Test cases for SAGE

Question

Test cases for SAGE

Closed this issue a year ago · 0 comments

Currently, SAGE does not have any tests. Below are some ideas for potential test cases.

Regression tests

Keep the "ground truth" version of the attack graphs (the dot files). Before every merge to main, run the new implementation and compare the AGs to the "ground truth". An example using the scripts from my Research Project repository:

In this test file, AGs are compared with the "ground truth" based on the nodes and edges present (diff-ags.sh) and node stats (stats-nodes-ags.sh), and the episode traces passed to FlexFringe are also compared with the "ground truth".

This would be very useful for PRs related to refactoring and changing minor parts of the code that do not affect the resulting AGs.

The disadvantage, however, is that the "ground truth" files will have to be updated if the AGs change. On the other hand, the graphs can be compared to the latest SAGE version on the main branch.

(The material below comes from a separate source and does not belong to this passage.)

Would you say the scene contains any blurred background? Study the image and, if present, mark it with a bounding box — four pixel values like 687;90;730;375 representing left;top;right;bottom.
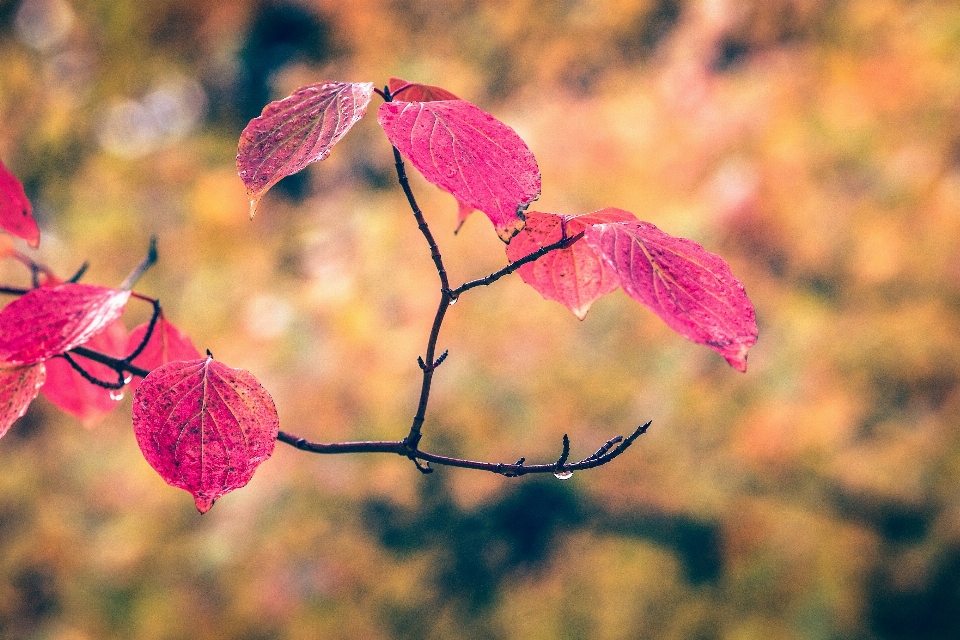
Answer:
0;0;960;640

Sinks in FlexFringe vs sinks in AGs

As mentioned in #14, sinks in AGs can be compared with the sinks in the json files generated by FlexFringe. Here no "ground truth" is necessary as FlexFringe output (the S-PDFA) is taken as the "ground truth".

# All found sinks in 2017 are indeed sinks (after all fixes)
[jegor@arch SAGE-fork]$ sinks_after_2017=$(find after-2017AGs/ -type f -name '*.dot' | xargs grep -F -l "dotted" | xargs gvpr 'N [ $.style == "dotted" || $.style == "filled,dotted" || $.style == "dotted,filled" ] { print(gsub(gsub($.name, "\r"), "\n", " | ")); }' | sort -u | uniq -i)
[jegor@arch SAGE-fork]$ all_sinks_2017=$(jq '.nodes[] | select(.issink==1) | .id' before-2017.txt.ff.finalsinks.json | sort)
[jegor@arch SAGE-fork]$ echo -e "$sinks_after_2017" | wc -l
141
[jegor@arch SAGE-fork]$ comm -12 <(echo -e "$sinks_after_2017" | sed 's/^.*ID: \([0-9-]\+\)$/\1/' | sort) <(echo -e "$all_sinks_2017") | wc -l
141

# All found sinks in 2018 are indeed sinks (after all fixes)
[jegor@arch SAGE-fork]$ sinks_after_2018=$(find after-2018AGs/ -type f -name '*.dot' | xargs grep -F -l "dotted" | xargs gvpr 'N [ $.style == "dotted" || $.style == "filled,dotted" || $.style == "dotted,filled" ] { print(gsub(gsub($.name, "\r"), "\n", " | ")); }' | sort -u | uniq -i)
[jegor@arch SAGE-fork]$ all_sinks_2018=$(jq '.nodes[] | select(.issink==1) | .id' before-2018.txt.ff.finalsinks.json | sort)
[jegor@arch SAGE-fork]$ echo -e "$sinks_after_2018" | wc -l
104
[jegor@arch SAGE-fork]$ comm -12 <(echo -e "$sinks_after_2018" | sed 's/^.*ID: \([0-9-]\+\)$/\1/' | sort) <(echo -e "$all_sinks_2018") | wc -l
104

# All non-sinks with IDs in 2017 are indeed non-sinks (after all fixes)
[jegor@arch SAGE-fork]$ non_sinks_with_ids_after_2017=$(find after-2017AGs/ -type f -name '*.dot' | xargs gvpr 'N [ $.style != "dotted" && $.style != "filled,dotted" && $.style != "dotted,filled" ] { print(gsub(gsub($.name, "\r"), "\n", " | ")); }' | sort -u | uniq -i | grep 'ID: ')
[jegor@arch SAGE-fork]$ echo -e "$non_sinks_with_ids_after_2017" | wc -l
28
[jegor@arch SAGE-fork]$ all_non_sinks_after_2017=$(jq '.nodes[] | select(.issink==0) | .id' after-2017.txt.ff.final.json | sort -u)
[jegor@arch SAGE-fork]$ comm -12 <(echo -e "$non_sinks_with_ids_after_2017" | sed 's/^.*ID: \([0-9-]\+\)$/\1/' | sort -u) <(echo -e "$all_non_sinks_after_2017") | wc -l
28

# All non-sinks with IDs in 2018 are indeed non-sinks (after all fixes)
[jegor@arch SAGE-fork]$ non_sinks_with_ids_after_2018=$(find after-2018AGs/ -type f -name '*.dot' | xargs gvpr 'N [ $.style != "dotted" && $.style != "filled,dotted" && $.style != "dotted,filled" ] { print(gsub(gsub($.name, "\r"), "\n", " | ")); }' | sort -u | uniq -i | grep 'ID: ')
[jegor@arch SAGE-fork]$ echo -e "$non_sinks_with_ids_after_2018" | wc -l
16
[jegor@arch SAGE-fork]$ all_non_sinks_after_2018=$(jq '.nodes[] | select(.issink==0) | .id' after-2018.txt.ff.final.json | sort -u)
[jegor@arch SAGE-fork]$ comm -12 <(echo -e "$non_sinks_with_ids_after_2018" | sed 's/^.*ID: \([0-9-]\+\)$/\1/' | sort -u) <(echo -e "$all_non_sinks_after_2018") | wc -l
16

Episode generation

_get_episodes method has test cases for episode creation that are commented out. A better solution would be to move these commented tests into a separate test file

Cutting episode sequences

Cutting episode sequences into episode subsequences could also potentially be tested.

Episode sequences vs state sequences

Depending on whether implementation allows this or not, episode sequences could be compared with state sequences for consistency.